After Swift Comes Cyclone Oscar

I was fortunate enough to receive a tip last time that pointed me at some LLVM documentation calling out Apple’s Swift core by name. Scrubbing through those same docs, it seems like my leak has been plugged. Fortunately I came across a unique string looking at the iPhone 5s while it booted:

I can’t find any other references to Oscar online, in LLVM documentation or anywhere else of value. I also didn’t see Oscar references on prior iPhones, only on the 5s. I’d heard that this new core wasn’t called Swift, referencing just how different it was. Obviously Apple isn’t going to tell me what it’s called, so I’m going with Oscar unless someone tells me otherwise.

Oscar is a CPU core inside M7, Cyclone is the name of the Swift replacement.

Cyclone likely resembles a beefier Swift core (or at least Swift inspired) than a new design from the ground up. That means we’re likely talking about a 3-wide front end, and somewhere in the 5 - 7 range of execution ports. The design is likely also capable of out-of-order execution, given the performance levels we’ve been seeing.

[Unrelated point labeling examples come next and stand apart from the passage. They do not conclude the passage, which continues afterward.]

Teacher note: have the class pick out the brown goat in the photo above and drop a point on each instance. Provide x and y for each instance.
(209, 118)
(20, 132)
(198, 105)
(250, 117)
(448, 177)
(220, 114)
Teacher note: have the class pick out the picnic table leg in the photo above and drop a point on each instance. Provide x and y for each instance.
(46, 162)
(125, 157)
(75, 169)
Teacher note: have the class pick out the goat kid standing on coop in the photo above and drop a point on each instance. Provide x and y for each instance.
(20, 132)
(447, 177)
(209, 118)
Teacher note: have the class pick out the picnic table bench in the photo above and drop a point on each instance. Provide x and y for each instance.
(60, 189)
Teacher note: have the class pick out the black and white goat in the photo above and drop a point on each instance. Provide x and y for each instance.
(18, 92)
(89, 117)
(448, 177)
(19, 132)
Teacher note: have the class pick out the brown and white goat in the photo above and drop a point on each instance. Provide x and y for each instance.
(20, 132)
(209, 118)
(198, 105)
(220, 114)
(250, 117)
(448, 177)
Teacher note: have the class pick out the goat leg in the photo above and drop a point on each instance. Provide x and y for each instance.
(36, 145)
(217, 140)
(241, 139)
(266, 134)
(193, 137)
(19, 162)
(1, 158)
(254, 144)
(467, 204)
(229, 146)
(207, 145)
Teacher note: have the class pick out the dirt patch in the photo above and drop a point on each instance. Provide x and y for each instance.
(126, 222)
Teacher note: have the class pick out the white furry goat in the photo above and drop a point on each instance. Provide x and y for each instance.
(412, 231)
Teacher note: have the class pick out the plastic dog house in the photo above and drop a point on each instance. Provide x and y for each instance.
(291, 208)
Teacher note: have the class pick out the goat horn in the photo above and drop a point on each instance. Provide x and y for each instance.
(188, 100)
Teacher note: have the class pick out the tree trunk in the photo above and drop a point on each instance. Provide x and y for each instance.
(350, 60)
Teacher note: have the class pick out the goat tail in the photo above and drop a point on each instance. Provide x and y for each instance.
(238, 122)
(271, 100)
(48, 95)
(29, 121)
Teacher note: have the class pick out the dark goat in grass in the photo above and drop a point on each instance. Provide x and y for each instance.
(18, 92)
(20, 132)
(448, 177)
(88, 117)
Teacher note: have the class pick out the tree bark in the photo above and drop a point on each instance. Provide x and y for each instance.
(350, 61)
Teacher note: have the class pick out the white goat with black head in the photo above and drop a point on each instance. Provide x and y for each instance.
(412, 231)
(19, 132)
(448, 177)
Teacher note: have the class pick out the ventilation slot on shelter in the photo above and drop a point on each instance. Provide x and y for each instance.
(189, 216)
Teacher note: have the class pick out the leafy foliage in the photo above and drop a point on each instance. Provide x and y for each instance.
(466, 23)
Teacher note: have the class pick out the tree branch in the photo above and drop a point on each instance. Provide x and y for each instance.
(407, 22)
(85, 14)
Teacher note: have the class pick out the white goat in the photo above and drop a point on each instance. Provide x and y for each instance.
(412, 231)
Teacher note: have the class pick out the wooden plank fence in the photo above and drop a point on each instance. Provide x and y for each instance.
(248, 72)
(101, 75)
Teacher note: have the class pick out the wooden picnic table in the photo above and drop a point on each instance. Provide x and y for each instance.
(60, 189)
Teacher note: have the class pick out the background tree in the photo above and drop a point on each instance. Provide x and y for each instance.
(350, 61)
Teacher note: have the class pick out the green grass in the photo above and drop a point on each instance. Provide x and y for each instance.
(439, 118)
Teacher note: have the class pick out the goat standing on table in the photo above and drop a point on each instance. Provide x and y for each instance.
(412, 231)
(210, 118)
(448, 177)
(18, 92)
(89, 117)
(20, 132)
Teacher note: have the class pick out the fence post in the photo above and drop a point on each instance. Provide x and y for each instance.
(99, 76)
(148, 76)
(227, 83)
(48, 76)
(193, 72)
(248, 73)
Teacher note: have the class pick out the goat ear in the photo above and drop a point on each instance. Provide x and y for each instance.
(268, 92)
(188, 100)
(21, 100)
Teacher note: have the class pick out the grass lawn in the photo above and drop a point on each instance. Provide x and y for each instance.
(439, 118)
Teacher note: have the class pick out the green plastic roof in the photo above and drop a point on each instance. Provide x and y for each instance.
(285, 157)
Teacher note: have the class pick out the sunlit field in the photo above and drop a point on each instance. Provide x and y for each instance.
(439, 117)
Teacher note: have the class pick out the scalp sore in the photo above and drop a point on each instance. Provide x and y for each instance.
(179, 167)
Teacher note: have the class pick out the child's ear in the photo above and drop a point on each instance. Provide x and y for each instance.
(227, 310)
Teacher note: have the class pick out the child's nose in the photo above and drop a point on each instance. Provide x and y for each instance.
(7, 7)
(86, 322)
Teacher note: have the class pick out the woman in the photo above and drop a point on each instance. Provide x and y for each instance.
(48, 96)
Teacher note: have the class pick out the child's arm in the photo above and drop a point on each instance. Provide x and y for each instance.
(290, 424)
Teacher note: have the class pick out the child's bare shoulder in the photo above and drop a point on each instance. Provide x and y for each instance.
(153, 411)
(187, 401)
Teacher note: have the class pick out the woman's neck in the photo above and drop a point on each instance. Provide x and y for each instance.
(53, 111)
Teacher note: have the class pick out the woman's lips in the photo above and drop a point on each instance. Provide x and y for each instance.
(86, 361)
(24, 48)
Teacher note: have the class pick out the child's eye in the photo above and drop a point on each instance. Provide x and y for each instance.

Cyclone is a 64-bit ARMv8 core and not some Apple designed ISA. Cyclone manages to not only beat all other smartphone makers to ARMv8 but also key ARM server partners. I’ll talk about the whole 64-bit aspect of this next, but needless to say, this is a big deal.

The move to ARMv8 comes with some of its own performance enhancements. More registers, a cleaner ISA, improved SIMD extensions/performance as well as cryptographic acceleration are all on the menu for the new core.

Pipeline depth likely remains similar (maybe slightly longer) as frequencies haven’t gone up at all (1.3GHz). The A7 doesn’t feature support for any thermal driven CPU (or GPU) frequency boost.

The most visible change to Apple’s first ARMv8 core is a doubling of the L1 cache size: from 32KB/32KB (instruction/data) to 64KB/64KB. Along with this larger L1 cache comes an increase in access latency (from 2 clocks to 3 clocks from what I can tell), but the increase in hit rate likely makes up for the added latency. Such large L1 caches are quite common with AMD architectures, but unheard of in ultra mobile cores. A larger L1 cache will do a good job keeping the machine fed, implying a larger/more capable core.

The L2 cache remains unchanged in size at 1MB shared between both CPU cores. L2 access latency is improved tremendously with the new architecture. In some cases I measured L2 latency 1/2 that of what I saw with Swift.

The A7’s memory controller sees big improvements as well. I measured 20% lower main memory latency on the A7 compared to the A6. Branch prediction and memory prefetchers are both significantly better on the A7.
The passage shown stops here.